Predicting Climate Anomalies: A Real Challenge
Climate change and meteorological disasters have become grave challenges to human beings. Because of global warming and the increasing extreme weather and climate events it has caused, meteorological disasters have led to worsening socioeconomic damage throughout the world in recent decades. The United Nations reported that, between 1998 and 2017, disaster-hit countries experienced direct economic losses of US$ 2908 billion, of which climate-related disasters caused 77% of the total. The economic losses from extreme weather and climate events rose by 151% in comparison to 1978–1997.
Effective climate prediction is critical to reducing the damage from weather and climate disasters.

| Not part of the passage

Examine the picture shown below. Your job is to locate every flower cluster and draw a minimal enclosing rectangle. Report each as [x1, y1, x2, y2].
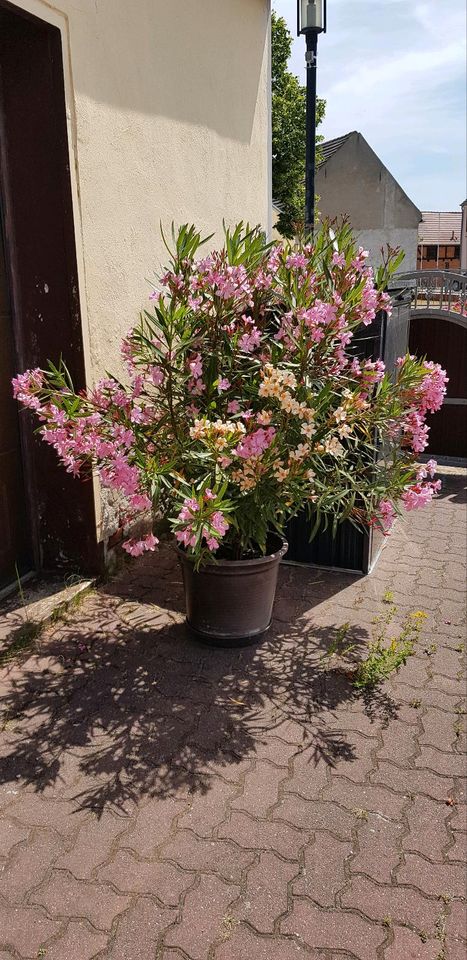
[14, 224, 447, 563]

However, although the World Climate Research Programme has been established for 40 years and has made great efforts to improve the prediction of climate, there are still many challenging problems, both in the theory and approaches of climate prediction, which are related to the climatic variability at multiple time scales (e.g., intraseasonal, seasonal, interannual, and interdecadal time scales) and the interactions among the atmosphere, ocean, land and cryosphere. Due to these problems, the accuracy of climate predictions cannot presently meet the needs of the community.
To understand the predictability of climate and to improve the prediction of climate anomalies, the Center for Climate System Prediction Research (CCSP) was co-established in 2020 by Nanjing University of Information Science and Technology and Sun Yat-Sen University, with funding provided by the National Natural Science Foundation of China. An introduction of CCSP’s research framework has recently been published in Atmospheric and Oceanic Science Letters.
“CCSP focuses mainly on three scientific problems related to climate prediction: El Niño–Southern Oscillation (ENSO), extended-range weather forecasting, and interannual-to-decadal climate prediction,” explains Prof. Huijun Wang, the PI of CCSP. Prof. Wang is also the director of the CAS Climate Change Research Center (CCRC).
Within these topics, the center aims to tackle various scientific frontiers, including the dynamical theory of the monsoon system, ultra-high-resolution land-surface process modeling, tropical air–sea interaction, intraseasonal oscillation, and interannual-to-decadal climate predictability. Breakthroughs in these areas may improve the level and accuracy of climate prediction, and hence provide important technological support in terms of disaster prevention and mitigation, development of ecological civilization, and adaptation to climate change.